A number of provinces have developed or revised their visitation ban and essential visitor guidelines or policies to provide specific direction to hospitals and health care settings on the need to allow essential support persons, attendants and communication assistants to accompany persons with disabilities.[13]

It is clear that the need to prevent the spread of COVID-19 must be balanced with the legal rights of persons with disabilities to equal access to health care, and that this balancing can be done safely.

Recommended urgent revisions to Essential Visitor Recommendations in Ontario

ARCH requests that you urgently revise the essential visitor definition and recommendations to ensure that hospitals and other health care settings uphold the rights of persons with disabilities to equal access to health care.

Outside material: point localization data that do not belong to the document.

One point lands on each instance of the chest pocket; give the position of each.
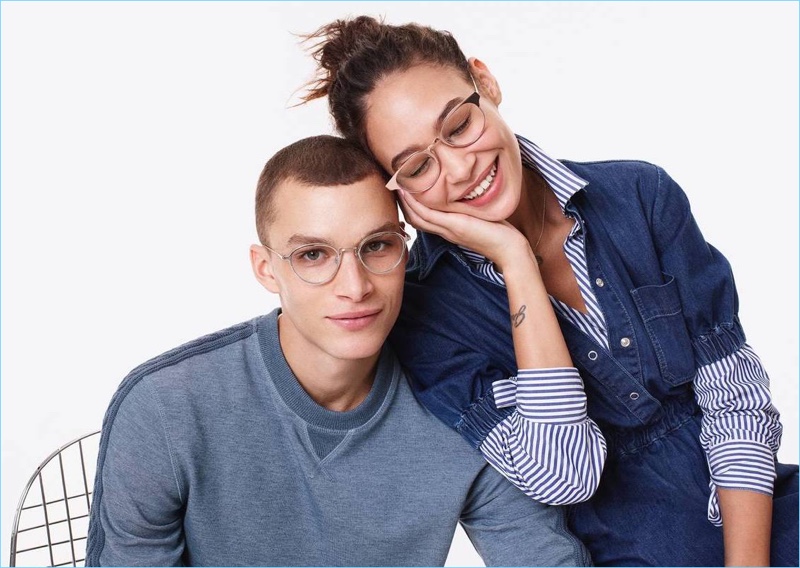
(660, 309)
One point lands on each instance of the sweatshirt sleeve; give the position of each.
(136, 515)
(509, 529)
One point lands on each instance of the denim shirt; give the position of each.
(664, 289)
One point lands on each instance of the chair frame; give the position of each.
(87, 484)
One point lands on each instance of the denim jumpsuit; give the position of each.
(672, 297)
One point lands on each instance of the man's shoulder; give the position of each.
(191, 369)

At minimum, we recommend the following revisions:

  • Revise the Ministry of Health’s definition of “essential visitor” to include paid and unpaid support persons, attendants, and communication assistants authorized by the patient who provide supports that are essential to enable a patient with a disability to access health care services and communicate effectively with health care providers. It is critical that the definition be broad enough to allow all persons with disabilities who require essential supports in order to access health care services to have their supports with them. This includes people with mental health disabilities, autism, intellectual and/or developmental disabilities, cognitive disabilities such as dementia or Alzheimer’s, communication disabilities, physical disabilities, acquired brain injuries, aphasia and others.
  • Use the term “essential supporter” rather than visitor.  Support persons, attendants and communication assistants are not visitors. They are persons who provide disability related accommodations that enable persons with disabilities to access health care services. The term “essential supporter” more appropriately recognizes the role that these persons play and the legal rights of persons with disabilities to have supporters provide essential disability-related accommodations.
  • Provide directives, not recommendations, to hospitals and health care settings. Recommendations merely encourage hospitals and health care settings to adopt the measures set out. Directives require hospitals and health care settings to implement measures. Clear directives are required to ensure that all hospitals and health care settings uphold the right of persons with disabilities to have their essential supports with them. Clear directives provide for consistent implementation across the province. Without directives, it is likely that some hospitals and health care settings will continue to deny entry to essential supporters.
  • Ensure that revised directives allow essential supporters for persons with disabilities who do not have COVID-19 and for those who are COVID+.
  • Ensure that revised directives also apply to ambulances when transporting a person with a disability to hospital or other health care setting.
  • Provide for a process whereby persons with disabilities and/or their essential supporters can request to be designated as an essential supporter who is permitted entry to the hospital or health care setting. If this request is denied, there must be a process to request an immediate review of the decision.
  • Require hospitals and other health care settings to inform persons with disabilities and their essential supporters of the revised definition of essential supporters, the process to request such designation, and the process to request a review of a decision. This information must be made available in plain language, in languages commonly used in the local community, and in sign language(s) upon request.
  • Urge hospital administrators to remind health care workers and hospital staff that persons with disabilities must be provided with disability-related accommodations necessary to enable them to communicate with and access health care services on an equal basis as others. These accommodations can include support persons, attendants and communication assistants. But they can also include services such as sign language or deaf interpreters; augmentative and alternative communication (AAC) aids such as tablets, smart phones, picture-and-text based communication boards and devices; and other customized tools. Some people may use AAC or tools independently, while others may require support to do so.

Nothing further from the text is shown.